A Quick Summary of Her Life:

In 1940, Wangari was born in a small farming community known as Nyeri in Central Kenya where she developed an understanding of farming practices as well as the importance of community work in day to day life. During this time she attended primary school and converted to Catholicism, thereon having the surname “Maathai.” 

In 1960, Wangari was selected as one of 300 students to study in America under the Joseph P. Kennedy Jr. Foundation. After completing her Bachelor of Science in Biology, she continued her academic career, earning a Masters before returning to Kenya as an assistant professor at the University of Nairobi in 1969. By this time, Kenya had become independent from British Colonial power, and Jomo Kenyatta attained presidency. Kenyatta pushed Kenya towards economic success, while at the same time, social activist groups began forming to advocate for change in governance. 

File:Bundesarchiv B 145 Bild-F021917-0014, Kenia, Staatsbesuch Bundespräsident Lübke.jpg

Image courtesy of the German Federal Archives (1966)

Wangari stumbled into one of these groups — the National Council of Women in Kenya, which she eventually spearheaded during the 1980s. Also during this time, she founded the Green Belt Movement, combining her passion for social change and environmentalism. The organization began by using tree planting as a way to empower communities in poverty, but it later grew into a multifaceted enterprise that focuses on many grassroots approaches to alleviating poverty while conserving the environment. 

The Life and Leadership of Wangari Maathai

Image Source: Green Belt Movement

Later on during the 1980s, Wangari began to take an interest in politics, where she ran for an MP position with little success. Finally in 2oo3, she was elected as assistant minister for Environment and Natural Resources. During this time she focused on improving environmental policy in governance in order to improve the conservation of the Congo Basin Forest Ecosystem. Several years later the global community began to notice Wangari for her activism and was commemorated as a “UN Messenger of Peace” by the UN in 2009. Afterwards, she joined the Millennium Development Goals Advocacy Group on invitation. 

The Life and Leadership of Wangari Maathai

Image Source: United Nations

Wangari died in 2011, but in the last years of her life she made incredible contributions towards conserving the Karura forest which stands today in Nairobi. 

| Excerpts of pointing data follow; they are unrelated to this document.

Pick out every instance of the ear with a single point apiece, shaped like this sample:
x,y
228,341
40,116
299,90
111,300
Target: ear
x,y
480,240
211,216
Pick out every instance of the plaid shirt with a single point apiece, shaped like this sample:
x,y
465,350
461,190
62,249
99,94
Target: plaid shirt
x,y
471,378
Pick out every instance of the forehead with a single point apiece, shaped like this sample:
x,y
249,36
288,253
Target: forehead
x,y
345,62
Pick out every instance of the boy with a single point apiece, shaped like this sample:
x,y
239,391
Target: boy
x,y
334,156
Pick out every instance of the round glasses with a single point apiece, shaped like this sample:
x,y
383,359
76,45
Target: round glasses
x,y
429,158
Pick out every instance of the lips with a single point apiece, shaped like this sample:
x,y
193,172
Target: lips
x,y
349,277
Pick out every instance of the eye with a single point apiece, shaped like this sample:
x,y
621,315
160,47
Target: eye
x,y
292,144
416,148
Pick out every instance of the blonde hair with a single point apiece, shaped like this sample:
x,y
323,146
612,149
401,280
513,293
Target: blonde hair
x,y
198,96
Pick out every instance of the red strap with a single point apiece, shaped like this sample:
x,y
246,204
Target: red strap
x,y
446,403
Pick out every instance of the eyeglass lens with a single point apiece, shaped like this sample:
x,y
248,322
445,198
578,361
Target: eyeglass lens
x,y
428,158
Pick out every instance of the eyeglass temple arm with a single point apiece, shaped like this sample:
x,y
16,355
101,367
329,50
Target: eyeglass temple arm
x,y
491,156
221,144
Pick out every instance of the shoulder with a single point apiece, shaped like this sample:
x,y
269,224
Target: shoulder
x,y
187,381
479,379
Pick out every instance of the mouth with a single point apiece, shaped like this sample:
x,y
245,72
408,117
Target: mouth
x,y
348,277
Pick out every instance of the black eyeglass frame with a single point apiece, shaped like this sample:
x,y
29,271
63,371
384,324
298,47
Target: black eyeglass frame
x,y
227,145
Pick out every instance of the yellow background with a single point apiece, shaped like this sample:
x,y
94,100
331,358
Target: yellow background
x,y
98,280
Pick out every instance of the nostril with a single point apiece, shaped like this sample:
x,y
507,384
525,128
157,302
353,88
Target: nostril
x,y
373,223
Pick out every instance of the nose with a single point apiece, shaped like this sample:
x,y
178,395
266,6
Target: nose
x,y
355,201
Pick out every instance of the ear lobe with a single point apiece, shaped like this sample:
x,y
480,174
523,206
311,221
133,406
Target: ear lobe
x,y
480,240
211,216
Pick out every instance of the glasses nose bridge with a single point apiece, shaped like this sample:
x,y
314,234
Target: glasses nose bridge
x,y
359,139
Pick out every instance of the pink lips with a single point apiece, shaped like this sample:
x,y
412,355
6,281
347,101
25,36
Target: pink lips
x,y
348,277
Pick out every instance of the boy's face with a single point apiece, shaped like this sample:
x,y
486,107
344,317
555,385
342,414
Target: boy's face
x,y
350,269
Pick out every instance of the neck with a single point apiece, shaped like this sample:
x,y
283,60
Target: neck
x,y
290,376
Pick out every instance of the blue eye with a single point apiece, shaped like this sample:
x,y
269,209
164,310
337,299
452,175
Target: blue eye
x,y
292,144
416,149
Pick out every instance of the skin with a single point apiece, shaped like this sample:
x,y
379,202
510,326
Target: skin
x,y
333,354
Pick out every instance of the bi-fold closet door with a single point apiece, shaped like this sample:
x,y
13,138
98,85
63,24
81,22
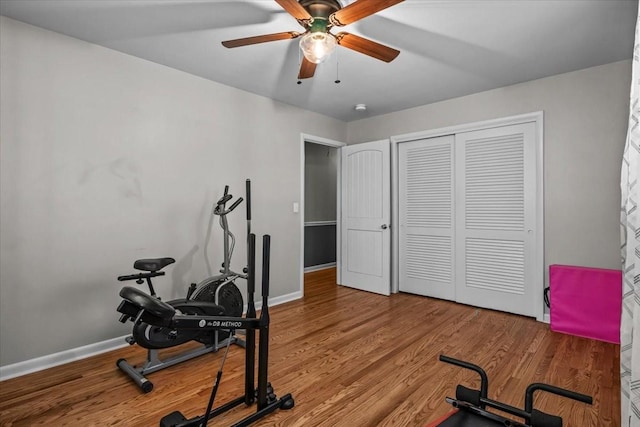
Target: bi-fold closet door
x,y
467,216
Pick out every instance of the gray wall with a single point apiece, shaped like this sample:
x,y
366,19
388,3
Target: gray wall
x,y
585,122
106,158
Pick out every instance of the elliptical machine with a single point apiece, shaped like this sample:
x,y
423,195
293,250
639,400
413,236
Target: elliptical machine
x,y
136,306
215,296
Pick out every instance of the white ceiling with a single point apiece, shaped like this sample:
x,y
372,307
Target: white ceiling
x,y
449,48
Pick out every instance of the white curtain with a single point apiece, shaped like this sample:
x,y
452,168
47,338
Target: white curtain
x,y
630,230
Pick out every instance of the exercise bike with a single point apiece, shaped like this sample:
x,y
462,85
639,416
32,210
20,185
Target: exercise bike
x,y
215,296
470,406
138,307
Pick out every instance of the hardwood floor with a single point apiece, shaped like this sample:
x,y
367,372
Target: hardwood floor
x,y
349,358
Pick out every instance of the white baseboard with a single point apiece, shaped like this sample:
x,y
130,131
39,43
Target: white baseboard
x,y
319,267
79,353
60,358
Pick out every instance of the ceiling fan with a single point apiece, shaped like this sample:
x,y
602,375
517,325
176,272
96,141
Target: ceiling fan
x,y
317,42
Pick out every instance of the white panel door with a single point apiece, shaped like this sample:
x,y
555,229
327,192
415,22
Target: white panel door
x,y
495,218
426,217
366,249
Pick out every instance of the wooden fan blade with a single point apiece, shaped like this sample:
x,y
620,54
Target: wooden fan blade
x,y
358,10
261,39
295,9
307,69
366,46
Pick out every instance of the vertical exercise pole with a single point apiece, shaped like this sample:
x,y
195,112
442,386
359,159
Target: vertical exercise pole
x,y
248,194
250,351
263,350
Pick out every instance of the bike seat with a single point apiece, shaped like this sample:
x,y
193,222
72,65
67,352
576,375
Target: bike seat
x,y
152,264
150,304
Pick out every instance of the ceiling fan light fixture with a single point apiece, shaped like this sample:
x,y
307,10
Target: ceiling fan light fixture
x,y
317,46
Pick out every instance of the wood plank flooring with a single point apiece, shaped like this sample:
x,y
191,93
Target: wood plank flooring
x,y
350,358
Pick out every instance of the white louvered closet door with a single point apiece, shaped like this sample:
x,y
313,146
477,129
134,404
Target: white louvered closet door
x,y
426,217
495,218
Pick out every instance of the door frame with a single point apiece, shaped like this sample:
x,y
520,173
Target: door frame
x,y
535,117
304,138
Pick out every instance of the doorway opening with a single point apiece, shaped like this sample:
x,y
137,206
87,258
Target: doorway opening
x,y
320,210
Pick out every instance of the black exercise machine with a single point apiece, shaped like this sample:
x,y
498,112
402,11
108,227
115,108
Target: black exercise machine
x,y
471,405
220,291
138,306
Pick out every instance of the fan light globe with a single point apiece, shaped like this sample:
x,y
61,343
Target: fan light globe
x,y
317,46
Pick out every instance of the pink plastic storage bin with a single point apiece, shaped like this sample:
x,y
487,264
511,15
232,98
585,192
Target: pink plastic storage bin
x,y
586,302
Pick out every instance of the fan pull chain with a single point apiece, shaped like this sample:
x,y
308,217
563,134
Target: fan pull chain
x,y
337,68
299,64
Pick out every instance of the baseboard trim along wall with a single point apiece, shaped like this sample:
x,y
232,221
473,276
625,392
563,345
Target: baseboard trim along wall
x,y
319,267
67,356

File:Karura Forest Nairobi 05.JPG
Image Source: Ninaras

To honour her life and leadership, I have written a kind of poem, where each numeral represents a new stage in Wangari’s life.

I

Nyeri¹

Where farmers kept watch

As the white men marched in the distance²

II

America³

Where students stared

And professors carried their lives in their heads

III

Nairobi

Where women empowered themselves

To be the change they wished to see⁴

IV

The Green Belt Movement

Which grew from a single tree

Whose branches lifted whole communities out of poverty⁵

V

Parliament⁶

Where politicians turned their heads

Towards the world from which they came

VI

The UN

Which opened its doors

To Wangari’s voice

VII

Karura Forest

Which now exists

Because of her⁷


  • 1. Wangari grew up in a farming county known as Nyeri
  • 2. At this time (1940), Kenya was still colonized by the British
  • 3. Wangari was able to attend University in the U.S. through a scholarship program
  • 4. Wangari was a lead member of the National Council of Women in Kenya, which united women from various demographics following the independence of Kenya in 1964
  • 5. The Green Belt Movement began from Wangari’s idea of using tree planting to empower communities in poverty. The idea grew into a much larger organization that now focuses on many kinds of grassroots movements
  • 6. Wangari was elected as the assistant minister for Environment and Natural Resources in 2003.
  • 7. Wangari was a huge advocate for protecting the Karura Forest in Nairobi. In 1999, the President banned allocating public land because of her efforts.